There is still a great deal to be learnt about how these complex molecular cycles within cells of the SCN are related to output signals affecting various body systems and so influencing circadian behaviour. Vasopressin and TGF-α are both thought to have roles in coordinating some aspects of circadian behaviour. Prokineticin 2 (PK2) mRNA is found in SCN neurons and its expression is thought the be controlled in a circadian rhythm.

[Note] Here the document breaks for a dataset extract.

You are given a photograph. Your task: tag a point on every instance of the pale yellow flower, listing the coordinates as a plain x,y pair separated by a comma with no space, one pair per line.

PK2 was found to influence locomotor activity in rats so it is possible that this protein provides a link between the molecular oscillation of clock proteins and output from the SCN to influence certain aspects of behaviour (38).


Biological rhythms play a fundamental role in regulating various life-processes in almost all organisms (39). In mammals, the complex interplay between environmental stimuli and neural processes is coordinated by a relatively small area of the CNS. There is substantial evidence to support the role of the SCN in the hypothalamus as the 'master-clock' of circadian rhythms. It is understood how light entrains the circadian system through RHT projections from retinal ganglion cells to the SCN. Individual neurons in the SCN maintain a cycle of transcription of clock genes through complex negative and positive feedback mechanisms over a 24hr period. Significant progress in research methods, along with some serendipitous discoveries such as that of the tau mutant hamster, contributed to the advances in this field. The mechanism by which circadian rhythms within the SCN are translated into behavioural circadian patterns remains obscure and should be an important area for research in the future. Disorders such as FASPS, jet-lag, manic-depressive disorder and seasonal-affective disorder, provide a significant clinical context within which such research can take place.